Each call performs both the synchronization (same convergence requirement as sync()) and the reduction.

On CUDA, this lowers to a single hardware-fused instruction from the NVPTX barrier.cta.red family - block_barrier_and_i32, block_barrier_or_i32, block_barrier_count_i32.
On AMDGPU, Vulkan, and Metal, there is no direct hardware-fused barrier-with-reduction, so the op is emulated in Quadrants Python (_block_reduce_*_emulated in python/quadrants/lang/simt/block.py) as: lane 0 zeroes a 1-element SharedArray(i32) → block.sync() → every thread folds its predicate via qd.atomic_or / qd.atomic_add → block.sync() → every thread reads the broadcasted result. Two block barriers plus one shared-memory atomic per call. See the support-table footnote for the perf trade-off.

`block.mem_fence()`#

A block-scope memory fence.

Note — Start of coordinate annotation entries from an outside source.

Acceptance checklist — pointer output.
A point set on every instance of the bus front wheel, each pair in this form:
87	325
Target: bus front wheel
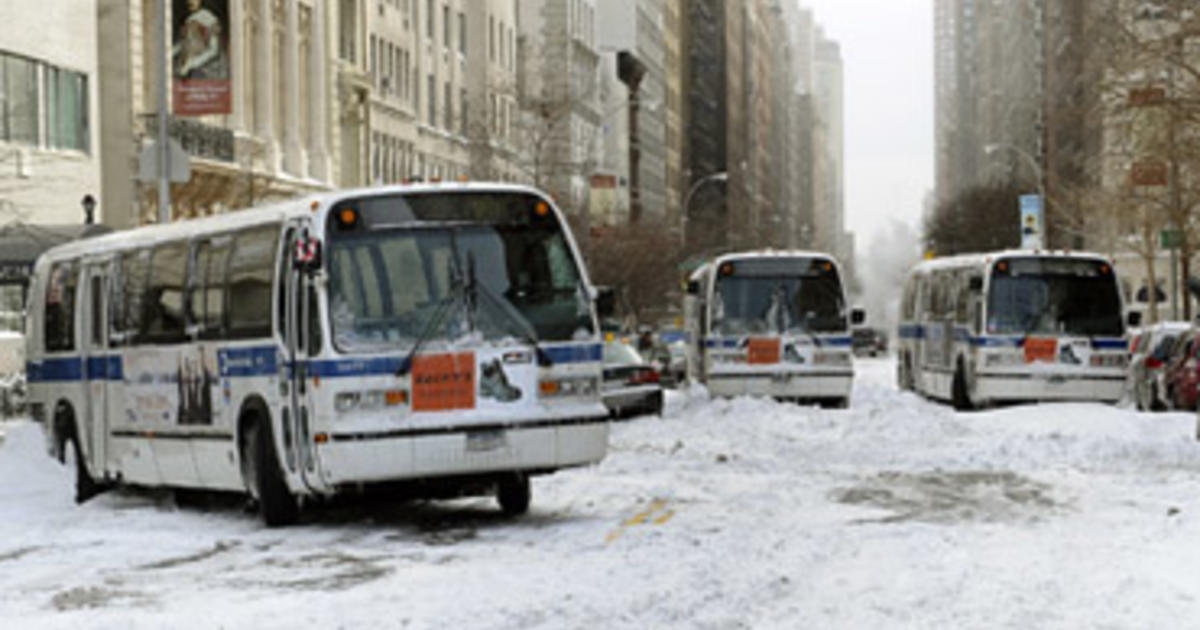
513	493
959	394
71	454
276	503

Orders memory operations issued by the calling thread so that prior writes are visible to other threads in the block before any subsequent read by the calling thread can be reordered ahead of the fence. It does not synchronize threads - no convergence requirement, so it is safe to call from divergent control flow (e.g. inside if tid == 0) on every backend.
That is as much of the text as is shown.